La última novela de quien siempre está animándonos a conquistar el aire es una propuesta que nos invita a convertir la extrañeza en acogida y a rebelarnos contra los púlpitos que nos venden el caramelo envenenado de la libertad individual y el trabajo asalariado, precaria subsistencia, como pasaporte a la felicidad que, paradójicamente, no deja de enfermarnos. Las historias de las mujeres y los hombres que comparten el número 26 de la calle Martín Vargas de Madrid que nos cuenta Belén son todo lo contrario a las que vemos habitualmente narradas en los relatos audiovisuales exitosos, y en buena parte de las novelas que hoy hacen de los sentimientos, el amor y el sexo una especie de medicina facilona con la que nos domestican. Vivimos inmersos en el melodrama, dice la mujer de Tebas que abre la versión de Antígona creada por el mexicano David Gaitán. Y el melodrama nos desactiva como sujetos políticos, nos atonta, nos entretiene, nos calma temporalmente el miedo y nos engaña al hacernos creer que nuestras inseguridades y nuestras miserias son pequeñitas ante los relatos míticos que nos amodorran. Como esas infusiones calentitas y con miel que las abuelas y las madres preparaban lo mismo para curar enfermedades que para serenar los ánimos. Todo lo contrario a lo que nos plantea Existiríamos el mar, una novela llena de poemas, que a ratos parece un ensayo, que en algunos fragmentos tiene la plasticidad de la escena de una película, y que nos pone alerta sin renunciar a que sintamos, como cuando te haces una rajita con el filo de un papel, las poderosas emociones que nos vinculan. La ética del cuidado como sostén, el olor de las mandarinas como ritual laico en la cocina compartida, la interdependencia como única verdad posible. Una sentida y vivida propuesta de acción para tiempos de emergencia. Porque, como leemos casi al final del libro, "no es solo la pandemia, no es solo que haya otras pandemias, es que no podemos seguir haciendo como si no pasara nada mientras arden los hielos, la última energía, el aire, los océanos, las vidas sin futuro de medio mundo y de las generaciones que vendrán".

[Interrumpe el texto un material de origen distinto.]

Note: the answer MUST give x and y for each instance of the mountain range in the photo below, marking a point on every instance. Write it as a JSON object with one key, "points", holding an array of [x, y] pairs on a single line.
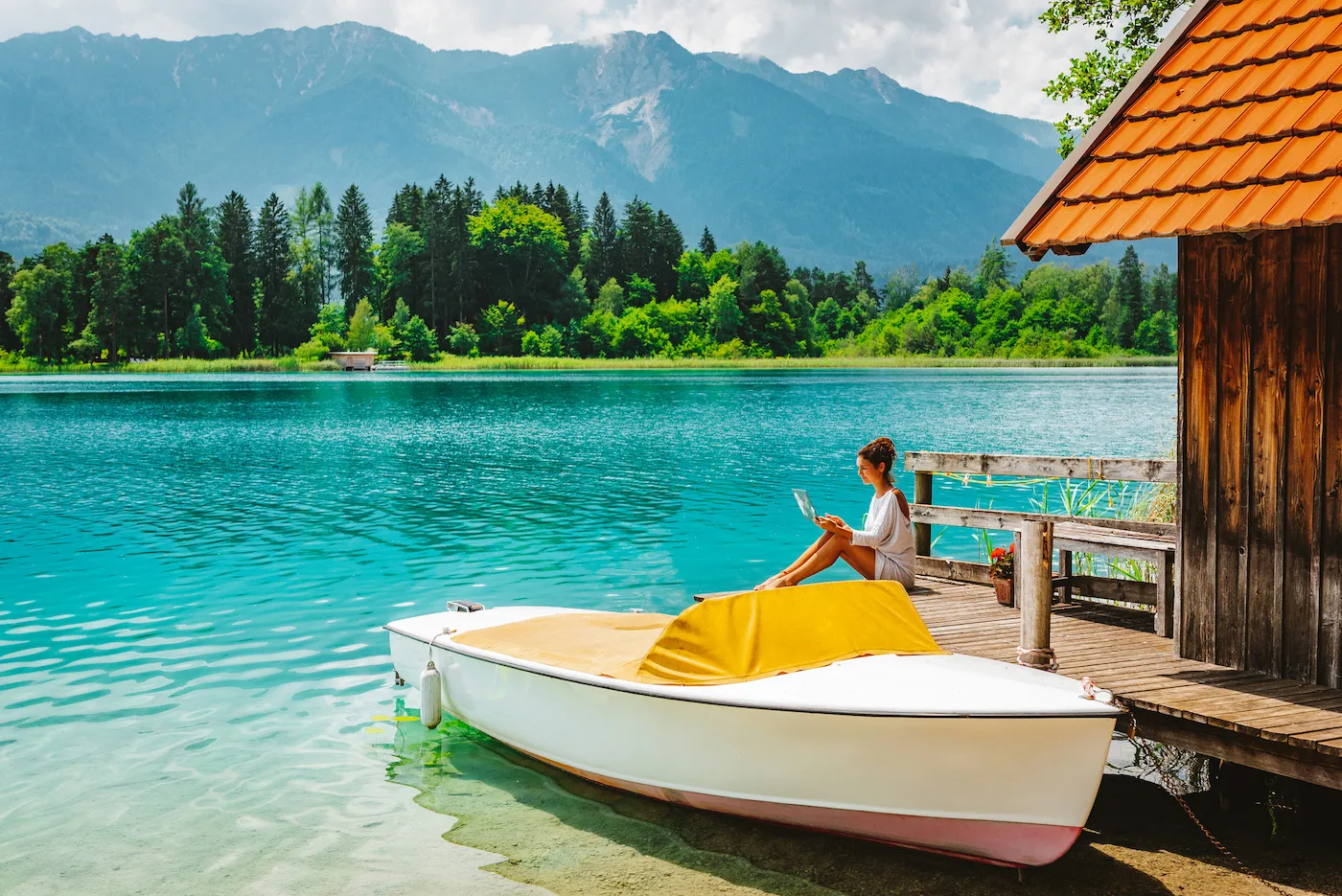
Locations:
{"points": [[101, 130]]}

El mar, en fin, el mar que solo podemos habitar si nos reconectamos. Si situamos en primera línea de lo personal y político, perdón por la redundancia, los bienes comunes, las vidas compartidas, una fraternidad no construida sobre los andamios frágiles del trabajo y la propiedad. La sororidad. Otros métodos, otras palabras. Para que, como mínimo, seamos capaces de no conformarnos con las chapuzas impuestas, con el derecho a no existir, con el simulacro de democracia que nos hace súbditos. Hacer, estar, sostener, abrazar. Las personas en vez de la gente, trabajar para vivir y no vivir para trabajar, el poder como potencia de transformación de la realidad. Sin miedo a que te caiga una maceta en lo alto de la cabeza. Algo que un lugar como el Rey Heredia de Córdoba, querida Belén, no te puede pasar, porque ahí las macetas son faros que hacen del patio un trocito de mar.